第123回 パリサンジェルマン対マルセイユ(1) 最大かつ唯一のライバルとの対戦

■欧州有力リーグの看板カード

 どのリーグにもファンの注目を集める看板カードが存在する。欧州の有力リーグで言えば、スペインのレアル・マドリッド対バルセロナ、イタリアのインテル対ACミラノ、イングランドのアーセナル対マンチェスター・ユナイテッド、ドイツのバイエルン・ミュンヘン対ボルシア・ドルトムントがこれにあたるであろう。一方、各クラブのファンが宿命のライバルであると目すチームがどのようなクラブにも存在する。欧州では宿命のライバルというのは実力的に拮抗していることよりも、むしろ地理的な要因に負うところが多い。例えば、その国の中の首都と第二の都市の争いであること。レアル・マドリッドとバルセロナの関係はこれに相当するであろう。あるいは、ダービーマッチと言われる同一地域内のチームの戦いもまた注目を集める。ミラノを本拠地とするインテルとACミラノの戦いはミラノダービーとして長年にわたり名勝負を繰り広げてきた。そしてこれらの戦いが実力上位で伯仲する関係であれば、その戦いはさらに熱くなる。それがライバル激突というものである。

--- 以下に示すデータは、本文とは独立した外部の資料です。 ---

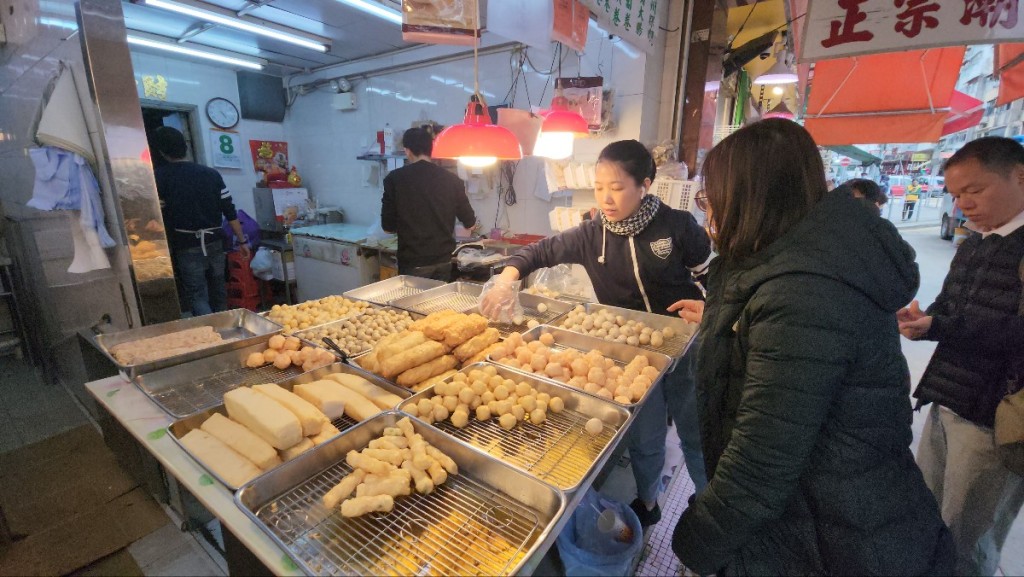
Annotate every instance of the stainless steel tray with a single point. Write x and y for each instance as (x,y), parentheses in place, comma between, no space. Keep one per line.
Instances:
(621,354)
(306,334)
(558,451)
(675,346)
(487,520)
(462,297)
(385,291)
(181,427)
(239,328)
(197,385)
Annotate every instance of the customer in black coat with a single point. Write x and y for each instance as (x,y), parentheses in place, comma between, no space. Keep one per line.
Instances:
(803,390)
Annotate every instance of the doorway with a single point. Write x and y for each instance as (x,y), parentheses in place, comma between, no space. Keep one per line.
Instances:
(181,117)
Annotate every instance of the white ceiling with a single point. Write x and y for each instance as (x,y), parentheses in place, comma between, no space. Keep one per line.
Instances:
(352,34)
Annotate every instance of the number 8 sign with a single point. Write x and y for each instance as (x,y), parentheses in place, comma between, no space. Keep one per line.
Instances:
(225,147)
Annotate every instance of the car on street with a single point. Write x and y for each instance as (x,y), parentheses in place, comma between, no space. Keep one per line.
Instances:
(951,218)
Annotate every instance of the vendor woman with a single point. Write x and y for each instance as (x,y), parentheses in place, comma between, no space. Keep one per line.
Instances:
(640,254)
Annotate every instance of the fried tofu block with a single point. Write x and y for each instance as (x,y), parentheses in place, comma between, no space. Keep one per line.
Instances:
(419,355)
(477,343)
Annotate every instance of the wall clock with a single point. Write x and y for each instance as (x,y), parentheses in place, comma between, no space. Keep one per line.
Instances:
(222,113)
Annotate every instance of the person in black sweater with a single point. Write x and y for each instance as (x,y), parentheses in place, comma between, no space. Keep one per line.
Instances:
(643,255)
(421,203)
(195,198)
(976,321)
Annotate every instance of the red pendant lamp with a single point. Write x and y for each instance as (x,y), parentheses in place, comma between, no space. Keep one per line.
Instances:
(476,141)
(560,126)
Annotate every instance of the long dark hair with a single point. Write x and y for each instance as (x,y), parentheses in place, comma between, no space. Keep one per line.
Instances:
(760,181)
(633,157)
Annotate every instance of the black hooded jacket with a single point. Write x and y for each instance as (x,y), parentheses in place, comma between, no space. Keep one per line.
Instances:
(805,410)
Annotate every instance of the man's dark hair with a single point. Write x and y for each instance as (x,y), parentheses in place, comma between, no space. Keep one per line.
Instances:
(419,141)
(994,153)
(171,142)
(869,190)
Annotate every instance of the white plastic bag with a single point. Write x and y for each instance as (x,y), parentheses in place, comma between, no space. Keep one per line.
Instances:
(262,263)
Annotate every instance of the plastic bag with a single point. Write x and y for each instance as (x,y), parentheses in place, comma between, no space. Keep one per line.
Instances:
(262,263)
(586,550)
(500,300)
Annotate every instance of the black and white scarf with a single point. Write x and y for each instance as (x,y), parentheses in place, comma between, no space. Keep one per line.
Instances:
(635,223)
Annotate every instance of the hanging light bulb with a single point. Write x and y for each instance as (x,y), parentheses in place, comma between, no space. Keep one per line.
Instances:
(560,126)
(476,142)
(559,130)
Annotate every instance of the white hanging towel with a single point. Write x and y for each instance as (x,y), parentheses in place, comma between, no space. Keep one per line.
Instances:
(62,123)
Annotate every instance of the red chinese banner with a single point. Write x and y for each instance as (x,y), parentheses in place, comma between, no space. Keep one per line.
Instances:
(835,29)
(270,158)
(571,18)
(450,22)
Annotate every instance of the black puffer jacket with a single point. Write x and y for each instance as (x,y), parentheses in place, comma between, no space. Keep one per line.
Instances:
(805,410)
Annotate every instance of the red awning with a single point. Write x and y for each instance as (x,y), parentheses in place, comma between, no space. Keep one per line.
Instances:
(892,97)
(965,112)
(1010,66)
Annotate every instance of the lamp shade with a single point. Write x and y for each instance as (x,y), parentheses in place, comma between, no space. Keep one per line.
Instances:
(476,141)
(779,73)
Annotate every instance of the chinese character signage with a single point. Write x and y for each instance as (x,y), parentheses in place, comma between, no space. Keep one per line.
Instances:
(845,28)
(634,21)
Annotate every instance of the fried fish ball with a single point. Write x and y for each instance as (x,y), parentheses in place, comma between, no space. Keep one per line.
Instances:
(255,360)
(282,361)
(537,416)
(482,413)
(556,405)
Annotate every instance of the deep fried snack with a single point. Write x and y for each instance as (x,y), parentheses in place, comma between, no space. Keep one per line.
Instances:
(404,341)
(464,329)
(477,343)
(357,506)
(344,489)
(422,372)
(419,355)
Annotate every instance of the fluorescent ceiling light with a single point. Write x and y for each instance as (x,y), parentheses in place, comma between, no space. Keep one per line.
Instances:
(178,49)
(379,10)
(211,16)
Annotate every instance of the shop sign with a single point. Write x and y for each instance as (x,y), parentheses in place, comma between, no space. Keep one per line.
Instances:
(837,29)
(635,21)
(226,149)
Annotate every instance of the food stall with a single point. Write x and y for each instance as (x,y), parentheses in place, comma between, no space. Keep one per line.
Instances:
(523,415)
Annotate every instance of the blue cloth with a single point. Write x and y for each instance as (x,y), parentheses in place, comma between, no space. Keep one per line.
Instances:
(64,181)
(203,278)
(675,395)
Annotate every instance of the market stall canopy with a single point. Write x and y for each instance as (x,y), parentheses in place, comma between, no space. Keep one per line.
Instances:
(859,155)
(1010,66)
(845,106)
(965,112)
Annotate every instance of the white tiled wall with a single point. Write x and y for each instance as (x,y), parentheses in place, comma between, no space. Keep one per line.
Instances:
(327,140)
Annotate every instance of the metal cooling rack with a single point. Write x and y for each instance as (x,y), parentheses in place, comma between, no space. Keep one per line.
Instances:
(463,302)
(558,451)
(462,528)
(206,392)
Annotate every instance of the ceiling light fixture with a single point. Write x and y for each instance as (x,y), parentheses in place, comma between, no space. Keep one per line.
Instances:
(231,22)
(560,126)
(219,56)
(476,142)
(379,10)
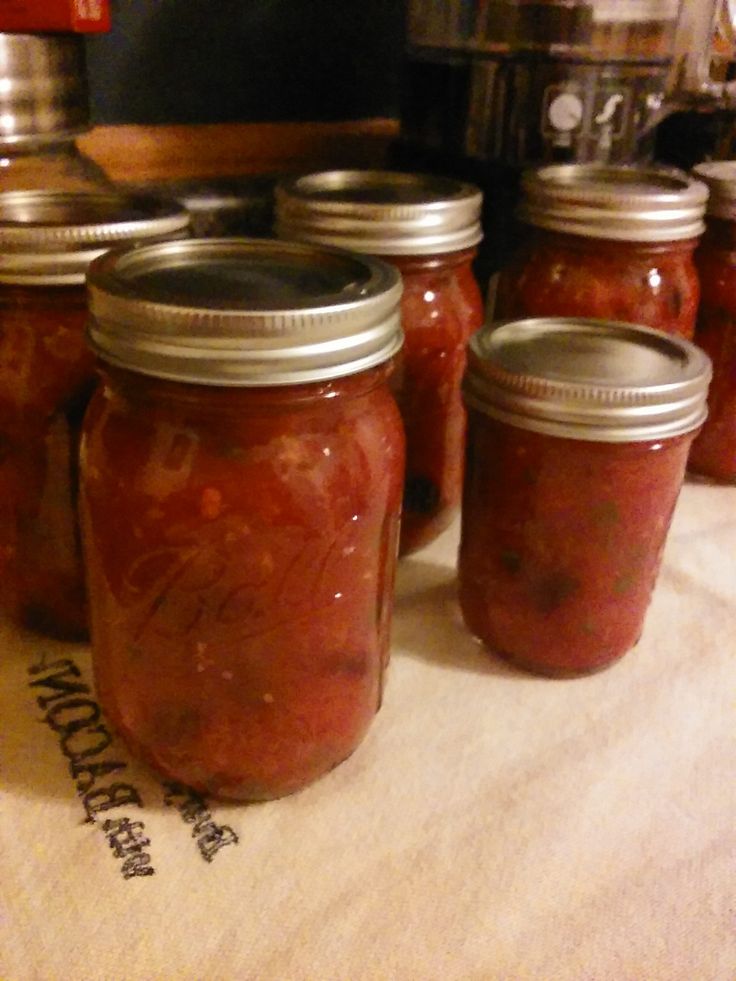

■他の欧州有力国に例を見ないパリサンジェルマンとマルセイユの関係

 さて、フランスにおいてダービーとして最も注目を集めるのはリヨン対サンテエチエンヌの一戦であろうが、首都と第二の都市の戦いというと、パリのパリサンジェルマンとマルセイユのオランピック・ド・マルセイユの戦いがこれに相当する。この戦いは両チームならびにフランスサッカー界にとって特別な戦いである。両チームとも大都市が本拠地でありながら、その都市唯一のプロサッカーチームである。つまり、レアル・マドリッドにとってバルセロナはライバルであるが、アトレチコ・マドリッドもライバルである。ACミラノにとってインテルもライバルであるが、ユベントスもライバルである。ところが、パリサンジェルマンもオランピック・ド・マルセイユも同一市内にライバルはなく、お互いが最大にして唯一のライバルとなるのである。首都とそれに続く都市にそれぞれ一つしかプロチームが存在しないというケースは欧州の有力国でフランスだけであり、両チームの激突は国中の関心を集めるのである。

■首都パリに対抗心を燃やすマルセイユ

 このライバル心に油を注いでいるのが中央集権国家フランスにおける首都パリに対するマルセイユの対抗心とプライドである。マルセイユは市の歴史もクラブの歴史もパリのそれとは比べ物にならない。マルセイユに町が誕生して2600年以上、クラブも1899年創立と100年以上の歴史を誇る。一方、首都パリの歴史はそれよりも浅く、紀元前3世紀にシテ島にパリジー族が定住したのがパリの起源と言われている。そしてパリサンジェルマンも1部リーグからパリのチームが姿を消したのを契機に、市民の間で署名運動が起こり、近隣のサンジェルマン・アン・レーのチームとパリのチームを合併して1973年に人工的につくられたチームであり、その歴史はわずか30年である。都市もクラブもフランスの中心はパリではなくマルセイユであるというマルセイユの自負と、首都でありフランスの中心であるパリのプライドが激しく衝突してきたのである。

■首位に肉薄する両チームが直接対決

 ただ、問題は両者の実力である。1980年代終盤から1990年代前半にかけてマルセイユは5連覇を果たし、国内では独走という時代であった。パリサンジェルマンもモナコ、ボルドーなどとともに二番手グループを形成していたが、マルセイユの最大のライバルではなかった。しかし、マルセイユの連覇を止めたのはパリサンジェルマンであった。1993-94のシーズンを制し、マルセイユは2位に終わる。ここからマルセイユは低迷し、タイトルとは無縁となった。一方のパリサンジェルマンも1996年にはカップウィナーズカップを制覇し、フランスのクラブとして初めて欧州三大カップを獲得したり、リーグカップやフランスカップを獲得したりしたが、リーグ戦ではそれ以来優勝するに至っていない。パリサンジェルマンとマルセイユが覇権を争ったシーズンはないに等しい。
 ところが、今年は久しぶりにパリサンジェルマン、マルセイユとも好成績を収め、10月19日と20日に行われた第11節を終了した段階でパリサンジェルマンとマルセイユは勝ち点20で並び。勝ち点21の首位オセール、2位のニースを勝ち点1差で追っており、この試合次第では首位に踊り出る可能性もある。